The affinity capture paradigm that dominates industrial IgG purification has proven unsuitable for IgMs because, in most cases, they are affected adversely by harsh elution conditions. The large size of IgMs is also a challenge because it limits the operating conditions and performance of traditional porous-particle-based chromatography media. This article describes how these challenges can be overcome with available technology to develop effective manufacturing procedures for IgM monoclonal antibodies.
Recent reports that IgM monoclonal antibodies offer promising anticancer activity have created a strong interest in their therapeutic potential.1–4 IgMs occur naturally in a variety of forms, represented dominantly by cyclic pentamers with a molecular weight of about 960 KDa, and cyclic hexamers with a molecular weight of about 1.15 MDa.5 IgMs are more heavily glycosylated than are IgGs, with a range of 8–12% carbohydrate. The extinction coefficient for polyclonal IgM is 1.18, but as with IgG, that value can vary from one monoclonal IgM to another.6The primary challenge to purification process development is that IgMs tend to be soluble in a narrower range of conditions than IgGs, and they are more susceptible than IgGs to denaturation.7–9 Turbidity is the usual consequence of exposure to unsuitable conditions. Light turbidity is often reversible on restoration of more moderate conditions, but heavy or persistent turbidity may precede aggregate formation or precipitation. The extreme pH values used to elute immunoaffinity and mixed-mode affinity columns sometimes appear tolerable at laboratory scale, but these frequently cause recovery problems at process scale.7,10–11 Protein-based affinity ligands such as mannan-binding protein and C1q can be eluted under more moderate conditions, but they are susceptible to proteolysis and cannot withstand sanitization by sodium hydroxide.12–14
Low conductivity tends to compound the sensitivity of IgMs to pH. Conditions routinely used for ion exchange purification of IgG, such as pH 8.5 or 4.5, may result in precipitation. IgMs are generally tolerant of high salt concentrations but are sensitive to denaturation on exposure to strongly hydrophobic surfaces. Hydrophobic interaction chromatography (HIC) media commonly used for purification of IgG often denature IgMs.7 Size exclusion chromatography (SEC) is gentle and provides good fractionation, but it is undesirable for manufacturing applications because of its low productivity.

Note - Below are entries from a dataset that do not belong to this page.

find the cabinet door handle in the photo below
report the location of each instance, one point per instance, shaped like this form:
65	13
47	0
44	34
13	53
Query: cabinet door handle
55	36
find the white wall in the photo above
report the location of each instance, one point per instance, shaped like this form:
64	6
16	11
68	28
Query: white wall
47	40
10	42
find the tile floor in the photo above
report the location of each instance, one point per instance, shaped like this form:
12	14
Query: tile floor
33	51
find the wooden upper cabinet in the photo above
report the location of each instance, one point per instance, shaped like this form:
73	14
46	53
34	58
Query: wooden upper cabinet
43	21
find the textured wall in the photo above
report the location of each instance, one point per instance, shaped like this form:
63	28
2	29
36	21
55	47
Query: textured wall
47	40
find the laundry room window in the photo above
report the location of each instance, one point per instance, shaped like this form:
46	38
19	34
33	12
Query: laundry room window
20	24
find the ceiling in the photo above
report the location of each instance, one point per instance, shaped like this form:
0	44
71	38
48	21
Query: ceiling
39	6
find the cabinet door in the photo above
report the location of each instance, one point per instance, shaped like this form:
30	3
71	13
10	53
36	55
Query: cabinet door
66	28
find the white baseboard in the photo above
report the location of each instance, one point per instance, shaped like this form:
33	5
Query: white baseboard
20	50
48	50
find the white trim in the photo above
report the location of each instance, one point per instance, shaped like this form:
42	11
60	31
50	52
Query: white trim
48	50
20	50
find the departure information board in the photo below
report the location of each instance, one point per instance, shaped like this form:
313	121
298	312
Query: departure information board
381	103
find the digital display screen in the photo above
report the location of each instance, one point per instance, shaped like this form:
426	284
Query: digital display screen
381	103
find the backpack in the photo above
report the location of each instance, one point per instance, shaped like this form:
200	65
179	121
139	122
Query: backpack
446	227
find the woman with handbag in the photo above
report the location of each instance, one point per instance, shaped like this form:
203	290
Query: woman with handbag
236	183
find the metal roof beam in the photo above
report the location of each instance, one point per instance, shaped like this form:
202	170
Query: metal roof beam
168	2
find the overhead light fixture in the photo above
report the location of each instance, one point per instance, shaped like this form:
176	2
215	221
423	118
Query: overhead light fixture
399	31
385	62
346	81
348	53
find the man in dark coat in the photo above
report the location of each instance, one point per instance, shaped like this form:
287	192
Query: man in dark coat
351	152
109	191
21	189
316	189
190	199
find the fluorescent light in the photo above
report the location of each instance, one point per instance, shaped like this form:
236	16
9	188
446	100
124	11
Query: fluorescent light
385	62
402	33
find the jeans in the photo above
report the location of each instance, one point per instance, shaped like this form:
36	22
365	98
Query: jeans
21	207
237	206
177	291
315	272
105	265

These limitations have collectively engendered the misconception that IgMs are difficult to purify. Indeed, their chemical sensitivities must be accommodated, but IgMs manifest a range of chemical characteristics that enable development of effective orthogonal purification procedures under conditions that avoid unnecessary stress.15 Most IgM monoclonals are highly charged and retained strongly enough by ion exchangers to support high binding capacities at moderate pH values.7,15 Hydroxyapatite binds IgM strongly at physiological pH and conductivity.7,15–18 HIC on weakly hydrophobic ligands provides good retention without risk of denaturation.7 Screening may reveal aggregate separation on any of these methods.